The Research Software Engineer is recognized as a specialization in several other countries now (​https://​research​soft​ware​.org/​). NDRIO should encourage the growth and recognition of this specialization within Canada, especially​beyond ​Compute Canada or its successor organization. This is a specialization that should be given its due in research groups and universities.

Centralization versus specialization​: The increasing centralization of DRI in Canada in the past 5 – 10 years has provided enormous benefits for researchers. The common software stack, scheduler, authentication, documentation, and support systems make it possible for researchers to move between clusters with great ease, giving them access to a far larger pool of hardware. These improvements should continue to be built upon and expanded.

But it must be remembered that centralization is a means to an end, not a goal in itself. It can have negative effects.

  • Users with unique needs are occasionally ill-served. The larger and more complicated the resource one manages, the harder it is to make changes to suit​this ​client without harming​that ​client, or driving up your costs, or overtaxing your staff​.
  • A single, large, heterogeneous cluster requires complex and therefore opaque scheduling policies.
  • Single points-of-failure, such as the poor performance or failure of a key filesystem, affect a large number of users.

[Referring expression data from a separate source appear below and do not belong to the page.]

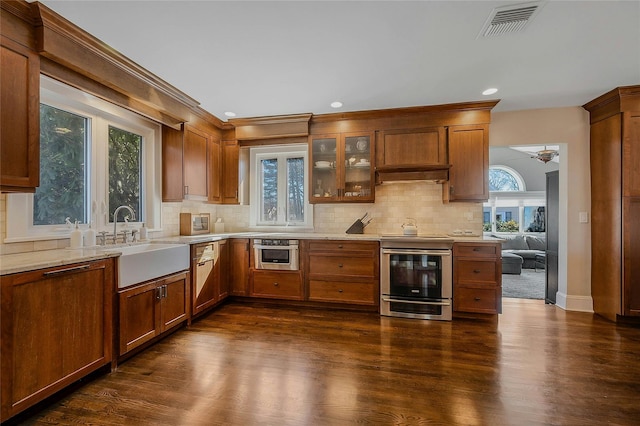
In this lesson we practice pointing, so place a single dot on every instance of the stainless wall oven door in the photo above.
(276, 254)
(416, 283)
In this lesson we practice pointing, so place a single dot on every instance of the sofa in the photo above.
(522, 251)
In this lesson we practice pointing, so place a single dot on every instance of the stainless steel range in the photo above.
(416, 276)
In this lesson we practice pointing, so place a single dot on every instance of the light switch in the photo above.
(583, 217)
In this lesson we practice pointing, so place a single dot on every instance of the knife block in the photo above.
(356, 228)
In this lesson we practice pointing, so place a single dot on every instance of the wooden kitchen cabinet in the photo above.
(615, 195)
(196, 152)
(230, 168)
(19, 118)
(469, 159)
(412, 153)
(191, 165)
(342, 167)
(239, 267)
(214, 170)
(344, 272)
(150, 309)
(477, 278)
(276, 284)
(57, 327)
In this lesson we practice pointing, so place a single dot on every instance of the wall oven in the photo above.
(276, 254)
(416, 278)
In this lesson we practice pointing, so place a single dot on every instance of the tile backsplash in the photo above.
(395, 202)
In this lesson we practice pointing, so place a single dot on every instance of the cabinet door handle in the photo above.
(66, 270)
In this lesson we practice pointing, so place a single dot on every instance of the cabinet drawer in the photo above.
(279, 285)
(340, 246)
(480, 300)
(475, 271)
(345, 292)
(473, 250)
(340, 265)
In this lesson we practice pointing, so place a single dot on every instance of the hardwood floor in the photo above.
(249, 365)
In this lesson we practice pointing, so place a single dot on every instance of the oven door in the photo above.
(276, 257)
(416, 283)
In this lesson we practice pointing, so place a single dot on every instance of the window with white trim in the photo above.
(94, 157)
(279, 191)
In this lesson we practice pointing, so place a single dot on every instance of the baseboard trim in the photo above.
(574, 303)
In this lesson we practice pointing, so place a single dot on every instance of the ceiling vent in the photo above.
(509, 19)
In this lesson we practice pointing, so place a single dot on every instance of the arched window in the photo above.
(503, 178)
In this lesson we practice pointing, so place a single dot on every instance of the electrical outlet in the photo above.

I encourage NDRIO to separate the ideas of ​“data centre” and ​“a cluster”. A single data centre can host more than one cluster. A smaller cluster can be more homogeneous than a large one, and hence simpler to manage and to use. Smaller clusters can be specialized, and the range of needs of researchers can be handled not by running wildly different workloads on a single cluster, but by directing researchers onto a cluster appropriate to their workload. For example, we might have a (national) machine-learning cluster, loaded with GPUs and with a filesystem designed and managed for the needs and wants of the machine-learning community. Another cluster might be designed for health data with certain tradeoffs between security and accessibility tilted in the direction of security.

In my opinion the organization of resources (hardware​and​human) more along disciplinary lines and less along geographical lines might improve flexibility and responsiveness. This must be done carefully, though, to preserve the sense of community among staff that has been built by Compute Canada over many years. The sense of community and open communication among CCF staff has allowed expertise and innovation to flow​between​disciplines.